Why It Works
- Cryo-blanching before sautéing softens the green beans in much the same way that par-cooking would, leaving them with a fresh, green flavor and a slight crunch.
- While optional here, the crispy fried garlic keeps for months and makes a crunchy accent for all sorts of vegetable dishes.
As the folks at Ideas in Food have explained, freezing vegetables actually causes many of the same reactions as blanching does, namely, helping cells to break down and internal gases to escape. As the vegetables freeze, ice crystals forming within their cells will puncture cell walls, weakening their structure. After thawing, what you end up with is a vegetable that is partially softened but still has bright, fresh flavor with a bit of crunch remaining.
If you eat cryo-blanched vegetables (like, say, green beans) just as they are, you won't be all that happy—their texture tends to be a little...flaccid. But if you sauté them after thawing to soften them just the slightest bit more, you'll end up with vegetables with perfect color, perfect texture, and the brightest, freshest flavor you've ever had from a sautéed vegetable.

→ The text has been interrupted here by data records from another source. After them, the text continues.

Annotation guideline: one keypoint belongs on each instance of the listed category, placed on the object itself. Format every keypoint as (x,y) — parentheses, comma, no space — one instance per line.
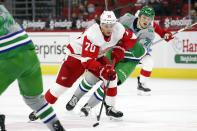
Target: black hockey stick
(103,101)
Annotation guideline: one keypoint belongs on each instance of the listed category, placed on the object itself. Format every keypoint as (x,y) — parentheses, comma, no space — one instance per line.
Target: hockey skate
(85,110)
(57,126)
(2,122)
(72,103)
(32,116)
(113,113)
(142,90)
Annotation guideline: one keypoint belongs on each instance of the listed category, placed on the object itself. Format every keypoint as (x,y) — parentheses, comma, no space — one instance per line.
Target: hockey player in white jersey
(145,33)
(87,53)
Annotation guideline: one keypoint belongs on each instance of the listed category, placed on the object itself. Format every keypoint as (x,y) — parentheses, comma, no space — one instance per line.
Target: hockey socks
(48,117)
(53,94)
(83,88)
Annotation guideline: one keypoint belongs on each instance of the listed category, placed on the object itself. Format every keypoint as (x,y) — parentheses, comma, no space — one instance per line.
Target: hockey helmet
(108,17)
(147,11)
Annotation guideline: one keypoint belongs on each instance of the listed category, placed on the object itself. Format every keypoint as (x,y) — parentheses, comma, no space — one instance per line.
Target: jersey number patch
(89,49)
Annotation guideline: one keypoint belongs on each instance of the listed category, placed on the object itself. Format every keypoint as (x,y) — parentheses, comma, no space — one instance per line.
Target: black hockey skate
(86,109)
(32,116)
(2,122)
(57,126)
(141,86)
(112,112)
(72,103)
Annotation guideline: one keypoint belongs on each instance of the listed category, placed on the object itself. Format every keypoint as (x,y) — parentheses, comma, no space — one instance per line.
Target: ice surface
(172,106)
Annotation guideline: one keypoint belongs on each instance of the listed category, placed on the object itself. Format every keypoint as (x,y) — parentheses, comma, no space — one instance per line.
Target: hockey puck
(96,124)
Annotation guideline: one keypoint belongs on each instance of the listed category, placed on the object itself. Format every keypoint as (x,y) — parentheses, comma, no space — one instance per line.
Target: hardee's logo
(186,51)
(189,47)
(184,46)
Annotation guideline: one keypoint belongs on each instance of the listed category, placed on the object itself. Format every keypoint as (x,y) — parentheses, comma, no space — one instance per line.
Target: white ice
(172,106)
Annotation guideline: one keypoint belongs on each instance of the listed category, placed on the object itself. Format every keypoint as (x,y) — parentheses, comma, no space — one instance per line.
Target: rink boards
(176,59)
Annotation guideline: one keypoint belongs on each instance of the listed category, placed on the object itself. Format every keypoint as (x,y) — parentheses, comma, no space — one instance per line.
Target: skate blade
(115,118)
(142,93)
(81,114)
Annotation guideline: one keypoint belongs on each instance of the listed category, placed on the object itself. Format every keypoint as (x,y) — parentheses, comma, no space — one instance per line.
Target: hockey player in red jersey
(87,53)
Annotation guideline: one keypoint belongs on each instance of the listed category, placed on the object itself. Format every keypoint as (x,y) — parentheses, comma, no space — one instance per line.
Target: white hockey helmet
(108,17)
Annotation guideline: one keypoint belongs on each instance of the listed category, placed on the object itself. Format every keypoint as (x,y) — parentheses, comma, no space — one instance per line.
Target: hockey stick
(107,86)
(185,28)
(106,4)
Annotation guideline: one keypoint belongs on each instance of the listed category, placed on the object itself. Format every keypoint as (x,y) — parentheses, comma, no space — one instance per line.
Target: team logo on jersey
(177,45)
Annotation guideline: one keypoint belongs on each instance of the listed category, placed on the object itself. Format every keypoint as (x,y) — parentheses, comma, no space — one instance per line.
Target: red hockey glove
(107,73)
(168,36)
(117,53)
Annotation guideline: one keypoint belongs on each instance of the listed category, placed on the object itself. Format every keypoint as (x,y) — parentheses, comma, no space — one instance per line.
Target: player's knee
(91,79)
(147,63)
(34,102)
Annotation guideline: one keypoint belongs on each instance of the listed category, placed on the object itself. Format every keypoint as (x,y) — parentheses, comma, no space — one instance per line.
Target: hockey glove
(107,73)
(117,53)
(168,36)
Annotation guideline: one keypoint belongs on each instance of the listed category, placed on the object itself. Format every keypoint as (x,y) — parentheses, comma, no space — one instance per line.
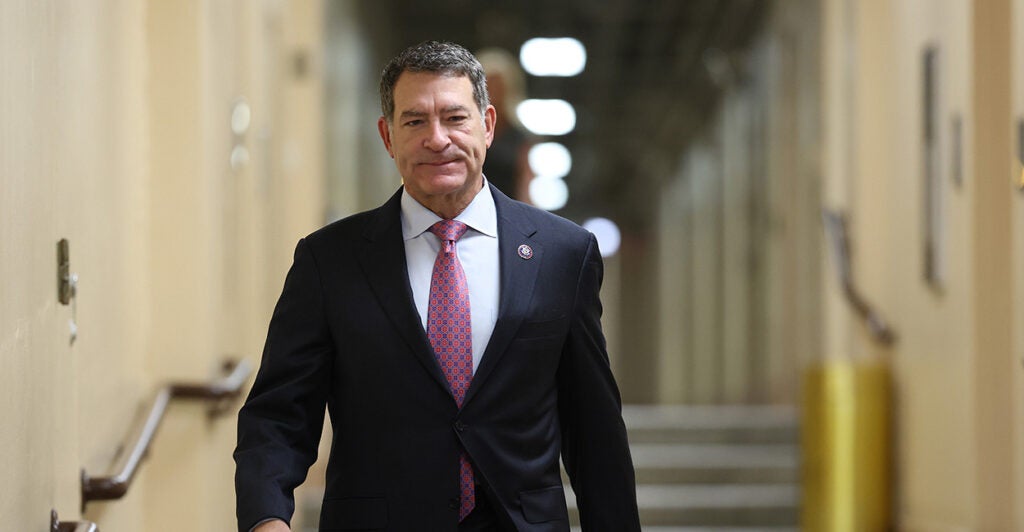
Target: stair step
(701,463)
(713,505)
(676,424)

This recipe is excerpted from The Food Lab: Better Home Cooking Through Science.
- 1 pound (450g) trimmed green beans (see note)
- For the Fried Garlic (optional):
- 1 pound (450g) peeled whole garlic cloves
- 2 cups (480ml) canola oil
- Kosher salt
- To Finish the Green Beans:
- 1 tablespoon (15ml) extra-virgin olive oil, plus more for drizzling if desired
- 2 cloves garlic, thinly sliced
- Kosher salt and freshly ground black pepper
To Cryo-Blanch the Green Beans: Lay green beans out in a single layer on a rimmed baking sheet and place them in the freezer, uncovered. Once they are completely frozen, after about 3 hours, transfer them to a zipper-lock freezer bag, squeeze out any excess air, seal, and return to the freezer; they should be good for at least a few months and can be cooked directly from frozen. To proceed with this recipe, thaw green beans for about 30 minutes, then dry thoroughly with paper towels.
For the Fried Garlic (if using): While green beans are thawing, line a rimmed baking sheet with 6 layers of paper towels. Place garlic in the bowl of a food processor and pulse 8 to 10 times, scraping down sides and redistributing garlic as necessary, until it is chopped into pieces no larger than 1/8 inch across.
Combine chopped garlic and oil in a wok or medium nonstick saucepan. Place over high heat and cook, stirring frequently, until garlic is completely soft, about 20 minutes. Continue to cook, stirring constantly, until garlic is light golden brown, about 8 minutes. Do not let garlic get beyond golden brown, or it will become very bitter. About 15 to 20 seconds before you think the garlic is done, transfer it immediately to a fine-mesh strainer set over a heatproof bowl or saucepan; set garlic oil aside to cool and reserve for another use.
Transfer fried garlic to the paper towels. Lift up one end of top layer of towels and roll garlic off onto the second one. Blot with first towel to absorb excess oil, then repeat, transferring garlic from one layer of paper towels to the next, until only one layer remains. Season well with salt and allow to cool completely, about 45 minutes. Once it has cooled, transfer garlic to an airtight container and store at room temperature for up to 3 months. (You will not need the full yield of fried garlic for this recipe.)
To Finish the Green Beans: Heat olive oil in a 12-inch skillet over medium-high heat until shimmering. Add beans and cook, without stirring, until lightly blistered on first side, about 1 minute. Add sliced garlic and cook, stirring and tossing, until garlic is light golden brown. Season to taste with salt and pepper. Drizzle with additional olive oil, if desired, and sprinkle with 2 tablespoons fried garlic, if using. Serve.
Instead of cryo-blanching the fresh green beans, you can blanch them in 4 quarts of salted water for 3 minutes, then drain.